Each is cut from a 3×3 red oak billet and measure about 3 inches tall. After I cut off the top and hollow them out, I decided to burn in a couple of lines using some old guitar string from Shuff’s down the street. Then I fired up my detail master and burned in some freehand patterns. Finished up with carnauba wax after placing a small rare earth magnet to keep the top secure.

A great way to showcase some of those expensive artisan salts that are out there now, and looks oh so stylish on the dinner table. They make great gifts! And no two are exactly alike.

They work for black pepper too. You can order yours by emailing me at crackpotstudios@gmail.com.

Hope Bowl

November 21, 2010

A friend of mine was getting remarried. It was a wonderful time for the broken pieces to be mended, so I offered up one of my crackpots as a wedding gift. It’s red oak from my family farm down in Mississippi. A big chunk of limb was broken off in a sudden storm (Did someone say metaphor?)

So my brother and I salvaged a few pieces and this one made it into a nice pot that developed almost two identical cracks on opposite sides. So I stitched one in waxed thread and the other I fashioned staples from cyclone fencing and inserted them after heating them with a propane torch.

After hammering on the staples a little I covered the back of their holes with some fine chckory coffee grounds and some glue to give them a little more character.

Since this crackpot is basically being mended by string and wire, I thought that was a nice symbol for his marriage.

Rosebud – SOLD

November 10, 2010

Reclaiming something thrown away, changing it and giving it a new life is one of the great things I like about what I do. This piece came from one of the many Bradford Pears that get knocked over in storms around here. The way these trees grow, they just branch out so much and the storm winds just twist them like screwing in a light bulb and something’s got to give. So the tree breaks and folks cut them up and put them to the curb to be hauled to the landfill.

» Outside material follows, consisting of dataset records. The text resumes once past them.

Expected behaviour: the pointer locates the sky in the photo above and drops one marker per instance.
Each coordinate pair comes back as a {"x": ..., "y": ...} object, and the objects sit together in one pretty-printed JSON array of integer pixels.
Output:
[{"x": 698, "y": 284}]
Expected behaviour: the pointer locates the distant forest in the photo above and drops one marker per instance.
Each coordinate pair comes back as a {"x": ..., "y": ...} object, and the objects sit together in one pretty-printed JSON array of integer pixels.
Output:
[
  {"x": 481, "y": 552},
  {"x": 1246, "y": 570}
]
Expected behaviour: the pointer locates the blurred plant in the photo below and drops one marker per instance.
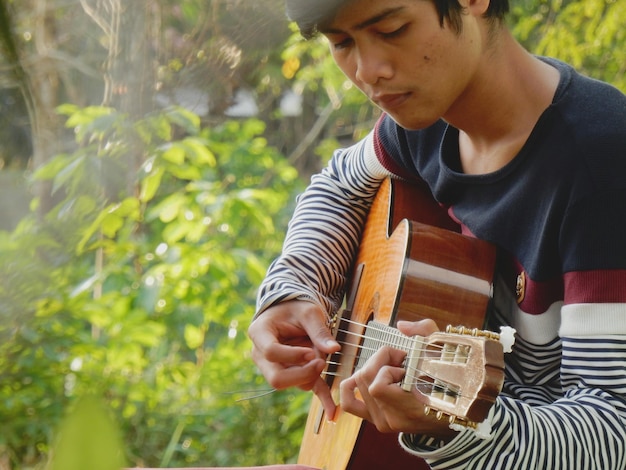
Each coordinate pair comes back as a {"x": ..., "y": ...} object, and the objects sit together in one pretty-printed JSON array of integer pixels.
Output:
[{"x": 144, "y": 296}]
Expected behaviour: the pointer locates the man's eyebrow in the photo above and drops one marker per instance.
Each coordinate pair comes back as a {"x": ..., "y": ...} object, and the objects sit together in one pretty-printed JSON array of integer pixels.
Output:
[{"x": 364, "y": 24}]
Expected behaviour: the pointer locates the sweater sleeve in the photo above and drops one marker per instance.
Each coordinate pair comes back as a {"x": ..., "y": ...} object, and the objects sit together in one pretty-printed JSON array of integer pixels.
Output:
[{"x": 324, "y": 232}]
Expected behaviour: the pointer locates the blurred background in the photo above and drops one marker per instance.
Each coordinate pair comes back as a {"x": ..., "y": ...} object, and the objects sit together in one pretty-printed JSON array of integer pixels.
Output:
[{"x": 150, "y": 155}]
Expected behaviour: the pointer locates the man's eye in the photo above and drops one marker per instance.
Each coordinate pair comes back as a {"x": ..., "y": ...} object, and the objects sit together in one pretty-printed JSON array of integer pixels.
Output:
[
  {"x": 342, "y": 44},
  {"x": 395, "y": 33}
]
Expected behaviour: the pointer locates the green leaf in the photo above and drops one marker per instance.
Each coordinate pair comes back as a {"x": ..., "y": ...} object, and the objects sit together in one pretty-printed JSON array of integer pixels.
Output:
[
  {"x": 150, "y": 184},
  {"x": 194, "y": 336},
  {"x": 88, "y": 440}
]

When I spy them before the garbage guy gets them, I’ll pick through for pieces that it makes sense to turn into something other than firewood. This is just such a piece. This was a crotch from a tree where several limbs came together. And as I was cutting it, the shape of a rosebud sort of emerged, so that’s what I went with. It really started splitting on me before I was finished, it was that weak, so I bound it up and finished it and let it dry.

As a decorative feature, I drilled some holes in it and inserted some walnut and poplar dowels. Big bad bold splits emerged then closed up some as it dried. I then got some lacing and stitched up a couple of them, but saw some twigs on the ground and the idea of using them to bind the area around the hole came to mind and so I nailed them into place and sanded them down smooth.

It gives Rosebud a little more character and helps her find a place of prominence.